May
03
  1:11:33 AM

A lesson in swine flu bioethics

The jury is still out on whether the swine flu epidemic is really dangerous. According to the New York Times, the outbreak may be considerably smaller than authorities had first feared. Of about 900 suspected cases, about 400 people had the swine flu virus. Of these, just 17 have died: 16 in Mexico and one in the US. The disease also seems less virulent outside of Mexico, where it was first detected.

Nonetheless, thanks to air travel, it has spread with incredible rapidity and cases have been reported in about 20 countries -- a sobering reminder of how vulnerable the world is to a plague. Public health experts constantly remind us of the 1918-1919 flu epidemic. That killed 40 million people, including 550,000 in the US.

Just as earthquake aficionados speak of the "Big One" – the earthquake which will tip southern California into the Pacific, public health experts fear that a "Big One" will sweep across the planet. The author of the Gaia hypothesis – that earth is a self-regulating system – James Lovelock, says that sooner or later humanity will undergo a 90% cull. "The number of people remaining at the end of the century will probably be a billion or less," he told New Scientist earlier this year.

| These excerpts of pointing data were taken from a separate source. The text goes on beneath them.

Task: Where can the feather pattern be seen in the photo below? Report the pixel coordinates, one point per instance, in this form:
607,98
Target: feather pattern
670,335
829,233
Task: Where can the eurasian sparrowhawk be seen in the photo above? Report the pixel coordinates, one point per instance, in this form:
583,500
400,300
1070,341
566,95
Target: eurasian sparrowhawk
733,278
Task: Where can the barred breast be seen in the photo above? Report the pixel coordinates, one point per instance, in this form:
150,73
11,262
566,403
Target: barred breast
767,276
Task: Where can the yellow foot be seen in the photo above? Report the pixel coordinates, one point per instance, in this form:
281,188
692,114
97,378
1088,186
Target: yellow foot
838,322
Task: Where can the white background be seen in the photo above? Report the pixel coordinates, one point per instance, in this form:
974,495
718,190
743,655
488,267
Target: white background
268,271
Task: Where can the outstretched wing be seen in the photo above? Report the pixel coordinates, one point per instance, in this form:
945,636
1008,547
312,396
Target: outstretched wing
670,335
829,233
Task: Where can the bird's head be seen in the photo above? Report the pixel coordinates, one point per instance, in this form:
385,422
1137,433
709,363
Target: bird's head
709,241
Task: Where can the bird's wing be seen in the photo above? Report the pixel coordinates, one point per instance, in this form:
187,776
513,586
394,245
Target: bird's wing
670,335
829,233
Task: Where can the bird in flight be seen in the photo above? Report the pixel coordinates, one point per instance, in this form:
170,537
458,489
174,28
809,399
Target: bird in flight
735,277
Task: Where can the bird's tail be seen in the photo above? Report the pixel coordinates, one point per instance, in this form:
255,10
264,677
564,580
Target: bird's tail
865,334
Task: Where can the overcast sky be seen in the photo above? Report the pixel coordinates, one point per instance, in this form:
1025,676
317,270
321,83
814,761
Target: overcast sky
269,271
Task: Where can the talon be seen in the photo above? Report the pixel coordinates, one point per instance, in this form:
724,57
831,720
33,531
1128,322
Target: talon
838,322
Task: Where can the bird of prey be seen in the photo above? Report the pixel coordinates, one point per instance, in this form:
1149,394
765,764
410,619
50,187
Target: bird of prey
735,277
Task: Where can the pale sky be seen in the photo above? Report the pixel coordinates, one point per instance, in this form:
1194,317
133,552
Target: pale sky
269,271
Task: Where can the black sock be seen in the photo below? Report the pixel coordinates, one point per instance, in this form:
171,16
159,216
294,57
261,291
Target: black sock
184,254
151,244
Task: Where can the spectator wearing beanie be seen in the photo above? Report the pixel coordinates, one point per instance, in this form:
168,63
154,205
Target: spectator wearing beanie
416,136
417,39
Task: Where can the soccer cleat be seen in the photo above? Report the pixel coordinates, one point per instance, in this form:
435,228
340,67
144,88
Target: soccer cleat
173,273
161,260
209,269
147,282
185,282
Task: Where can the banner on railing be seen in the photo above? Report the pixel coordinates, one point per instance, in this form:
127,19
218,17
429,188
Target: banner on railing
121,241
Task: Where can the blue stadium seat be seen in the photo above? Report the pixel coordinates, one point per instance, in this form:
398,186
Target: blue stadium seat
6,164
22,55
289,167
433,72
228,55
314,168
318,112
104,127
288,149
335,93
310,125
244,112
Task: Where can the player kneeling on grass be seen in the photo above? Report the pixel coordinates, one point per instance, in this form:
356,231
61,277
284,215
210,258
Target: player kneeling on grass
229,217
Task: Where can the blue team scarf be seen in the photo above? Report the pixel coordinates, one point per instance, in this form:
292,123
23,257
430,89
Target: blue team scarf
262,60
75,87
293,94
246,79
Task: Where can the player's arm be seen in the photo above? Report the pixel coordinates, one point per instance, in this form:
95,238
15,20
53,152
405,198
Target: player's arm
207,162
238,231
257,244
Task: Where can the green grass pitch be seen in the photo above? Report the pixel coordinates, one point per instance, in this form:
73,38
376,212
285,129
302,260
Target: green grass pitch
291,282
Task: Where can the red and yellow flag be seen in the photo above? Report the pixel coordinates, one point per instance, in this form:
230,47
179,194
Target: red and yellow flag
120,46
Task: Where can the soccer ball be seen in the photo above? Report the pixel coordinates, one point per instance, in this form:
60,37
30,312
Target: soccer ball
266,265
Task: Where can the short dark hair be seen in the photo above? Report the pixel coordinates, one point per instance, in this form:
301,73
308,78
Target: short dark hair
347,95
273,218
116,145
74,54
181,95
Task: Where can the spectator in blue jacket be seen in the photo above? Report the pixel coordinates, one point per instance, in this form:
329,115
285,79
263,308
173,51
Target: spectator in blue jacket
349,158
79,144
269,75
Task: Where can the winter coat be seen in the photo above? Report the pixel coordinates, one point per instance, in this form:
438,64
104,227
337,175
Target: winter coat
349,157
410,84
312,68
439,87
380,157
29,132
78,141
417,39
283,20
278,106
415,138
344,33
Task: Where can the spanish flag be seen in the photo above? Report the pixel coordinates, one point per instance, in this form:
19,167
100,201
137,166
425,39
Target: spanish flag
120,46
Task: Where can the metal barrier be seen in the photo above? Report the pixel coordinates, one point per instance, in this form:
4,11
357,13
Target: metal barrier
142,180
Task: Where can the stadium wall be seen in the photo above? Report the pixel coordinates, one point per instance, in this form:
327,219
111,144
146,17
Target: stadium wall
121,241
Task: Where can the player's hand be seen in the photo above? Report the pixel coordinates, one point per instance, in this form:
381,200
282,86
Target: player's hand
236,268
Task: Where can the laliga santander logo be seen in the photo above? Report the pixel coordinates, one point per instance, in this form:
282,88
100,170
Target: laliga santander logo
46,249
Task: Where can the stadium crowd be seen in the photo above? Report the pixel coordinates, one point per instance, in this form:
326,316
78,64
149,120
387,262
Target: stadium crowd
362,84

Epidemics present public health authorities with a number of tough ethical dilemmas. Here are some which have emerged in discussions in the media over the past few days:

Triage: will there be enough ventilators to help seriously ill patients breathe? If hospitals are inundated they may not have enough of these machines, or of qualified doctors and nurses to run them. In that case, it may be necessary to remove patients who won’t survive to save patients who probably will. And if two patients have an equal chance of survival, who should get the machine? The younger one? The one without a pre-existing medical condition?

Guidelines worked out last year in New York State recommend that decisions like these should be made by "triage officers" rather than doctors caring for the patients. Otherwise the stress could be corrosive. They also recommended excluding people who have had several heart attacks, who have metastatic cancer with a poor prognosis, who have end-stage organ failure or neurological conditions with high expected mortality.

Governments are capable of using public health as a smokescreen for repression. The Egyptian government, for instance, has ordered the destruction of the 300,000 pigs in the country. It did this even though no cases of swine flu have been reported, even though there is no proof that the disease is transmitted by pigs, and even though veterinary experts say that it makes no sense. But pig owners in the largely Muslim country are overwhelmingly Coptic Christians. According to the New York Times, they see this as just another expression of prejudice against Christians.

The weightiest decision will be whether to forcibly isolate and quarantine suspected cases. When SARS struck Canada in 2003, most people with SARS-like symptoms took a public-spirited approach and voluntarily isolated themselves. But not all. During the 1918 epidemic, Americans tended to stay home rather than risk infecting others. But will a less conformist generation continue to be as cooperative?

At the moment, according to guidelines from the US Centers for Disease Control and Prevention, mandatory quarantine measures kick in only when the case fatality rate rises above 1%. But this means that a million people would have to die before public health authorities are given police powers.

Should healthcare workers be forced to care for patients? During the SARS epidemic in 2003, a number of healthcare workers were infected. The Italian doctor who identified the virus died. Do they have a right to withhold their services to protect their own lives and their own families?

How harshly should other measures be enforced? Should people be arrested or fined for not wearing masks, for not closing schools, or for not accepting social distancing measures? Governments will have to balance competing values – autonomy, civil liberties, transparency, due process and capacity to harm. There is a great danger of harsh and heavy-handed application of preventative measures by over-zealous bureaucracies. Remember Operation Clean Sweep in Outbreak, the 1994 Hollywood thriller about an Ebola-like virus? Gung-ho military types nearly obliterate an infected town to save America.

How much money should be spent on creating a flu vaccine? With limited manufacturing capacity, can the money be better spent on combatting the normal winter flu – which also kills people -– or in designing a new vaccine which might not work?

And – not the most pressing issue, to be sure -- what is the name of the disease? The Deputy Health Minister of Israel has announced that swine influenza A (H1N1) will be called "Mexico Flu" rather than swine flu as pigs are not kosher. Names are always a tough call...

Epidemics bring out the worst – and the best – in people. Just read Defoe’s A Journal of the Plague Year, his gripping account of 1665 London battling the bubonic plague. Our time to confront "the Big One" might not have arrived, but we need to prepare ethics as well as vaccines.